However, the size of the web creates an “embarras de richesses”, which poses a challenge in its own right. Principled criteria for choosing what should go into the corpus need to be developed and applied, with sensitivity to the requirements of the project at hand. There are a few candidates generally worth considering all familiar from the compilation of non-electronic corpora). They include authorship (e.g. institutional versus individual, gender, expert or lay status), time of publication, as well as geographic, cultural, and national origin (bearing in mind, however, that on the web the latter is difficult to identify).

Because text can be downloaded so easily, it can be fed directly into text-analytic software such as concordancing packages (e.g. Wordsmith) or software for qualitative analysis such as NVivo or NUDIST. Yet, in spite of the apparent ease with which web data can be collected, the cutting, pasting and editing involved still amounts to a rather time-consuming process.
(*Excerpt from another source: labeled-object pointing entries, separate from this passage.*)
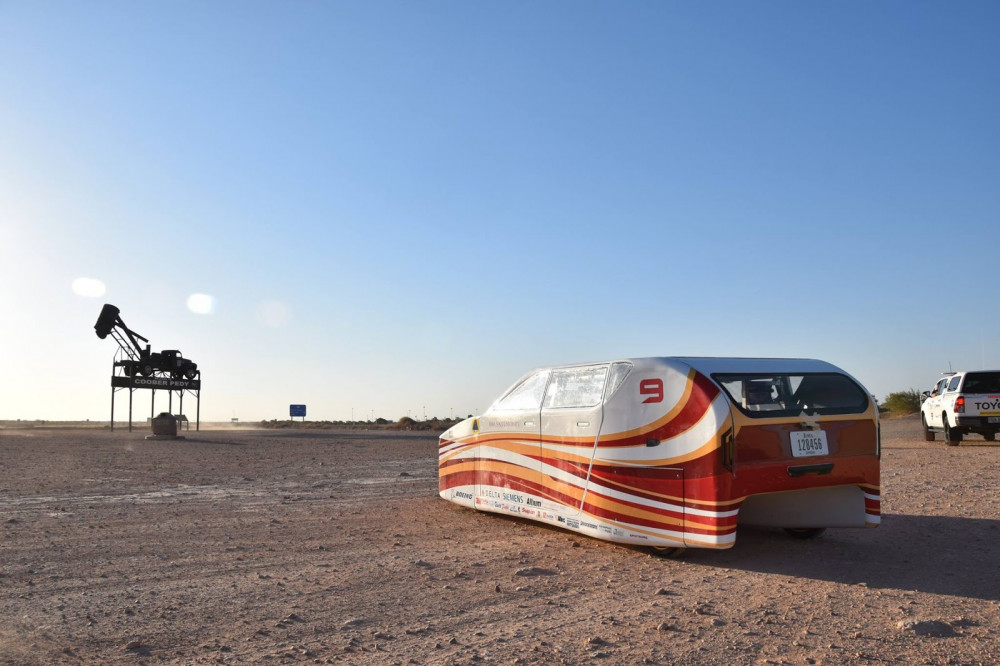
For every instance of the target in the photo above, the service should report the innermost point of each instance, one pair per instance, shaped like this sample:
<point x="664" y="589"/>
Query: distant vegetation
<point x="902" y="402"/>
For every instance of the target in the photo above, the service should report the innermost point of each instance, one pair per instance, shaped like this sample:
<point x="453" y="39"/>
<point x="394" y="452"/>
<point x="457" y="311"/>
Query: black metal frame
<point x="160" y="380"/>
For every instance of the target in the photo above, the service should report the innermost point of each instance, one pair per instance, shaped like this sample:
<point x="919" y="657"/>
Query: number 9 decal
<point x="653" y="388"/>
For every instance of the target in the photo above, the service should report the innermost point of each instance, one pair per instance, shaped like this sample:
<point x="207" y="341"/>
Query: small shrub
<point x="903" y="402"/>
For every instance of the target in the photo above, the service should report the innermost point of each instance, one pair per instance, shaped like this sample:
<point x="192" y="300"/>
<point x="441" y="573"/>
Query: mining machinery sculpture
<point x="139" y="360"/>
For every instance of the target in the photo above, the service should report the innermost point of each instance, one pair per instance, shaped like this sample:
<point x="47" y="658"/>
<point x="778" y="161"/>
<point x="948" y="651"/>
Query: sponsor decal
<point x="504" y="423"/>
<point x="653" y="388"/>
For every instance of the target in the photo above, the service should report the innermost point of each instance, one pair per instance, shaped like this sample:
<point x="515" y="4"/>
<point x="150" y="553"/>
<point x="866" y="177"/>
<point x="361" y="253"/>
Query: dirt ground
<point x="317" y="547"/>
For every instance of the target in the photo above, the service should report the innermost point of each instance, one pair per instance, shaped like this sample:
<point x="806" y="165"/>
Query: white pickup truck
<point x="962" y="403"/>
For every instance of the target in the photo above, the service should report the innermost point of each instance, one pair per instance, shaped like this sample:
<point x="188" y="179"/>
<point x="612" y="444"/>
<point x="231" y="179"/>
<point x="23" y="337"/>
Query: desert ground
<point x="257" y="546"/>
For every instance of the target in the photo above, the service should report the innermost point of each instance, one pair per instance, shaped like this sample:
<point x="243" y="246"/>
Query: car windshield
<point x="982" y="382"/>
<point x="769" y="395"/>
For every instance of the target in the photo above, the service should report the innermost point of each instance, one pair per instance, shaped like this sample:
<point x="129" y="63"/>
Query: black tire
<point x="952" y="436"/>
<point x="668" y="552"/>
<point x="805" y="532"/>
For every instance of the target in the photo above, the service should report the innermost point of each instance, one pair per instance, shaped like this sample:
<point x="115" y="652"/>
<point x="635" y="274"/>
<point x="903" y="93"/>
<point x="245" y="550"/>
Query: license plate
<point x="808" y="443"/>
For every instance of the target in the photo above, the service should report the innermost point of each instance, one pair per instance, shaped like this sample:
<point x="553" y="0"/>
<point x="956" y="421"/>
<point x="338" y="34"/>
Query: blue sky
<point x="399" y="208"/>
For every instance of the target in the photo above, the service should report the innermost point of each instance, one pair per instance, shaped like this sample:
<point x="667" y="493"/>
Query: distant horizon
<point x="390" y="208"/>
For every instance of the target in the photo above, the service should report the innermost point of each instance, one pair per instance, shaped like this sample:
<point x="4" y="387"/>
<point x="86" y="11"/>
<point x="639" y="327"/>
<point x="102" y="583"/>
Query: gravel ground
<point x="257" y="546"/>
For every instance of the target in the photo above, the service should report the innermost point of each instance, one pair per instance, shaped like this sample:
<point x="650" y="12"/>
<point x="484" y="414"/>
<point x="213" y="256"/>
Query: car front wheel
<point x="952" y="436"/>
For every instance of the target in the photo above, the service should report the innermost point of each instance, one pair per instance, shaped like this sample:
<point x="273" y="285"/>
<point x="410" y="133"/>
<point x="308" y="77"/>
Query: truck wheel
<point x="805" y="532"/>
<point x="951" y="435"/>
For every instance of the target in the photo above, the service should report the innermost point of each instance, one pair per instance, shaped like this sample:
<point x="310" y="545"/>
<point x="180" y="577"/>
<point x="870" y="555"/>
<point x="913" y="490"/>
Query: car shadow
<point x="933" y="554"/>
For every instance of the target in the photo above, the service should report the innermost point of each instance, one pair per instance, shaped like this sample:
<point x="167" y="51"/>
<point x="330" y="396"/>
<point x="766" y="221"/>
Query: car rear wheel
<point x="805" y="532"/>
<point x="951" y="436"/>
<point x="667" y="551"/>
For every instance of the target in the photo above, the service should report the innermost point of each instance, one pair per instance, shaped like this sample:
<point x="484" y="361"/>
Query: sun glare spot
<point x="274" y="314"/>
<point x="89" y="287"/>
<point x="201" y="304"/>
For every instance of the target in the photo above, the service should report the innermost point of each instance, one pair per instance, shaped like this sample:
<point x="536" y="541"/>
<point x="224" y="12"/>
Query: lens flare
<point x="201" y="304"/>
<point x="88" y="287"/>
<point x="274" y="314"/>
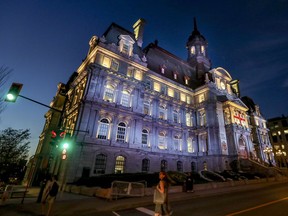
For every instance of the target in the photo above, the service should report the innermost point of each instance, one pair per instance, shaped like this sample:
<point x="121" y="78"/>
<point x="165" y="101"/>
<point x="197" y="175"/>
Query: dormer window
<point x="126" y="44"/>
<point x="193" y="50"/>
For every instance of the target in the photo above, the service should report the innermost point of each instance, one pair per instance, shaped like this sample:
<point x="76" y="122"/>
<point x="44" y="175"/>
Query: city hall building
<point x="142" y="109"/>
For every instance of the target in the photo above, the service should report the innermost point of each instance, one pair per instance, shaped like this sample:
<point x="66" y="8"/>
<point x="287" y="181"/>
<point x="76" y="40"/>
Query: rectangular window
<point x="138" y="75"/>
<point x="170" y="92"/>
<point x="106" y="62"/>
<point x="157" y="86"/>
<point x="114" y="65"/>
To deal with this
problem, software tools for automated text extraction and subsequent offline analysis have been developed (Fletcher, 2004b), but at this stage their application is likely to be beyond the majority of CDA researchers without expertise in computational linguistics.
(…)
The web is considerably less prejudiced in favour of élites than traditional print media such as newspapers and books. However, from a global standpoint we do have to bear in mind that the technological infrastructure needed still creates a very heavy bias in favour of industrialized nations. Moreover, even within rich societies, there are varying degrees of ‘e-literacy’ (Martin, 2003), creating a ‘digital divide’ that reflects patterns of disadvantage sensitive to social class, age, and gender (Kendall, 1999).